Asymptomatic disease does not need treatment.
Any of the available imidazole preparations are effective, either as cream or pessaries. Various preparations are available for either single dose therapy, or three to seven days of therapy.
Prolonged use should be avoided as contact dermatitis may result.
Where there is severe vulvitis or balanitis associated with candidiasis, one per cent hydrocortisone preparations may be given with antifungal therapy to resolve symptoms. Unopposed steroids may make the condition worse.
Vaginal creams and pessaries may weaken latex condoms and diaphragms.
Oral therapy should be reserved for resistant or recurrent cases. These are expensive treatments and are no more effective than topical preparations for uncomplicated infections:
- fluconazole 150 mg orally, as a single dose (not on PBS but available over the counter)
- ketoconazole* 200 mg orally, 12-hourly with food for five days.

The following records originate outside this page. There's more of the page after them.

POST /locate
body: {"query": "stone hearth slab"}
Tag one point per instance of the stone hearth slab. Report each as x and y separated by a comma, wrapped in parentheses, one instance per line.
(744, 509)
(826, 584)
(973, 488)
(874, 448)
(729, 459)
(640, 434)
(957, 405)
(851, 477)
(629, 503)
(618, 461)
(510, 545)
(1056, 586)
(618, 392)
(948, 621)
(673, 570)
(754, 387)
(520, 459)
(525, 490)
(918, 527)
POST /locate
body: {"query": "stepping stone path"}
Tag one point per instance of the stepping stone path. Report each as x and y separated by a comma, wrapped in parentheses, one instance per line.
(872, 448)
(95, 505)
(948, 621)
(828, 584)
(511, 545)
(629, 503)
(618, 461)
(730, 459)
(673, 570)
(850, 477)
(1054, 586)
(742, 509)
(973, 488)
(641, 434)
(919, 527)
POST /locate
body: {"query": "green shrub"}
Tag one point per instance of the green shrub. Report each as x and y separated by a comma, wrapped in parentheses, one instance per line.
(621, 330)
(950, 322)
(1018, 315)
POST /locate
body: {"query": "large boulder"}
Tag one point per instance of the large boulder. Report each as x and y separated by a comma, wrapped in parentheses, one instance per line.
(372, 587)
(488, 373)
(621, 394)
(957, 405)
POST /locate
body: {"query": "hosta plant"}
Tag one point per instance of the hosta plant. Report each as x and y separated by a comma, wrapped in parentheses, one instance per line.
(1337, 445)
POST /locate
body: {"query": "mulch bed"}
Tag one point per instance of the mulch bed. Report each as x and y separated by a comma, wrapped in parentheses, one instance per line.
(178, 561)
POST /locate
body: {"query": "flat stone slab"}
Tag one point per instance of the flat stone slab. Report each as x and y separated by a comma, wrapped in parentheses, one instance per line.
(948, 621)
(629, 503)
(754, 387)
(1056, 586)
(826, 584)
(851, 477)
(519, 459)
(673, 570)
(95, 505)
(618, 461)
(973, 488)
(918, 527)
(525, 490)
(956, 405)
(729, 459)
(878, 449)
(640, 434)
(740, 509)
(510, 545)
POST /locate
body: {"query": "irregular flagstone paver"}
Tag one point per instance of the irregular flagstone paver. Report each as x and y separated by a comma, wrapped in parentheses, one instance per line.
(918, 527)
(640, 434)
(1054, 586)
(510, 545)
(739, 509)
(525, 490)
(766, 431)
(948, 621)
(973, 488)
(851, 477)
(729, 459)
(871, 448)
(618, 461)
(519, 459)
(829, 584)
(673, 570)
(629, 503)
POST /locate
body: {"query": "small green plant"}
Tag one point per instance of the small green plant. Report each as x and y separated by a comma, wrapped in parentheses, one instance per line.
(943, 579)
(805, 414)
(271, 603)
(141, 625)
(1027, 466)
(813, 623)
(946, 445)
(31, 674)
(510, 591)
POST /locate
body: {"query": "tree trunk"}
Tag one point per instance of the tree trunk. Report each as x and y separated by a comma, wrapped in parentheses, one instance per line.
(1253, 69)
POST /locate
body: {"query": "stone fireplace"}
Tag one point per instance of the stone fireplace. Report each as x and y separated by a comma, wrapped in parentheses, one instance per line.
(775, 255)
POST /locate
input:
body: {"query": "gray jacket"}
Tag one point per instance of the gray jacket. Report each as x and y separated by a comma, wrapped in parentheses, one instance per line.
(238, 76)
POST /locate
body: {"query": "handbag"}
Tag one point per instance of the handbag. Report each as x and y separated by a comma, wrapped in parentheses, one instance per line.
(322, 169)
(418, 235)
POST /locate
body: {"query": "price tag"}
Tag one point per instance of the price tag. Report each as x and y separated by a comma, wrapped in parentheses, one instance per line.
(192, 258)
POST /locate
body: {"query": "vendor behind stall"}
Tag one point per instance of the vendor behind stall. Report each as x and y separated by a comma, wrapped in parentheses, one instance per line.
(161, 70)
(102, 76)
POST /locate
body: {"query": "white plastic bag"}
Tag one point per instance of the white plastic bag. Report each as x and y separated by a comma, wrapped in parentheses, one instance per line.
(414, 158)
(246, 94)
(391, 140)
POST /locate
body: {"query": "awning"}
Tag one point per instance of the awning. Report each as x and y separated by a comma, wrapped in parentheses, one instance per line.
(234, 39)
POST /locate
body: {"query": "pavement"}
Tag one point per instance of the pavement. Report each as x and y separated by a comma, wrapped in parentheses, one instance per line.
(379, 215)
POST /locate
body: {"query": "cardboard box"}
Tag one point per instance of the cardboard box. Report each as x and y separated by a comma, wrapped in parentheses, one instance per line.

Topical treatment must be used for 12–14 days in pregnancy because of lower response rates and more frequent relapse. Systemic treatment should be avoided. Both fluconazole and ketoconazole are contraindicated in pregnancy.
Medicines in pregnancy.
Some strains of candida are more resistant to treatment than others. In cases of refractory candidiasis the fungus should be speciated. Candida glabrata which has failed treatment with imidazoles can be treated with boric acid 600 mg pessaries per vagina (one per night) for two weeks. These need to be manufactured. Seek specialist advice.
* Ketoconazole can cause hepatotoxicity and has important interactions with other drugs.